When geologists first went down to this active volcanic region 250 miles east of the Galapagos Islands, they hoped to find areas where cold ocean water mixed in hot magma-chambers to produce mineral-rich water. They found much more: the super-heated vents they discovered supported a rich effusion of life. The discovery shock established views about the frigid ocean deep once believed uninhabitable. How could gigantic strange red tubeworms be thriving in the pitch dark world without sun-produced food?

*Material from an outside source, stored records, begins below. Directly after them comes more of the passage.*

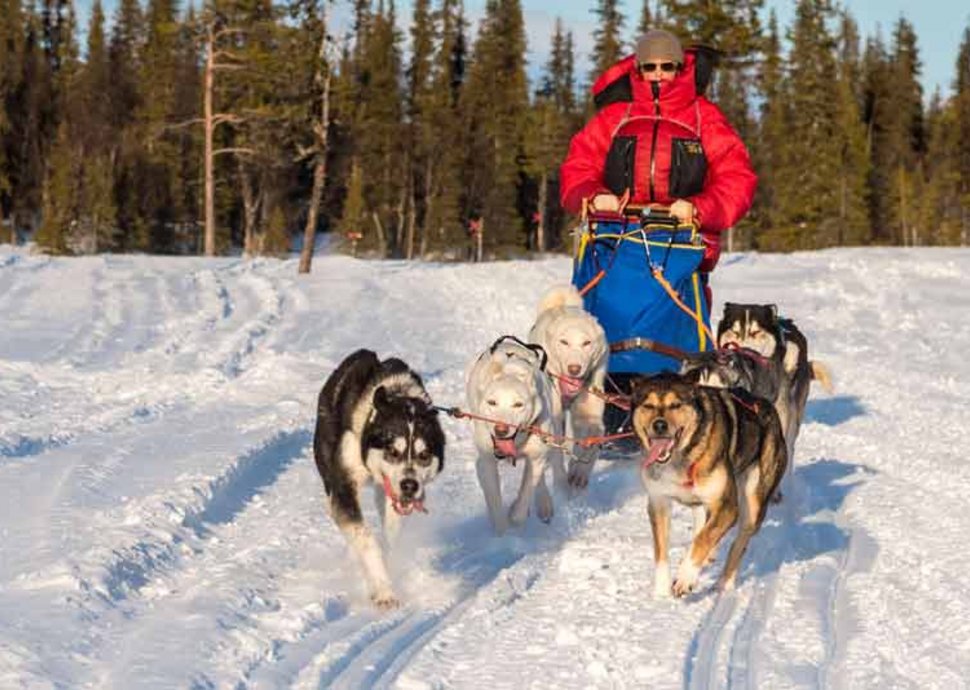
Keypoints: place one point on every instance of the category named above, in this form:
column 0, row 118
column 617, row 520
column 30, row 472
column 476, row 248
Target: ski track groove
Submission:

How could foot-long giant clams, starfish, crabs, and bizarre fish survive in chemicals once thought toxic to all life?
Based on Alvin's dives on the Galapagos Rift and at other geothermal vent sites, scientists have put forth revolutionary views on the origins of life. As the search for life on other planets continues, scientists now know there is "chemosynthetic" life on Earth. Here, microbes thrive on hydrogen sulfide which is toxic to humans. The expedition we're on returns the Alvin sub and scientists to the Galapagos Rift, to visit a newly formed colony emerging over a recent lava-flow: "Rosebud." They tell me that as a "member of the science party" I may see this miracle of life with my own eyes.
This weekend, before the trip of a lifetime I'll be telling you about, I went back to my roots: to the old neighborhood that got me started in this crazy business. I took my kids to Coney Island, where I grew up, across the street from the Boardwalk, the Cyclone, and the Atlantic Ocean. This pilgrimage was different than the ones my kids were used to: this time, no Nathan's hot dogs, no nauseating rides on the ramshackle Ferris Wheel, or collisions on rusting bumper cars.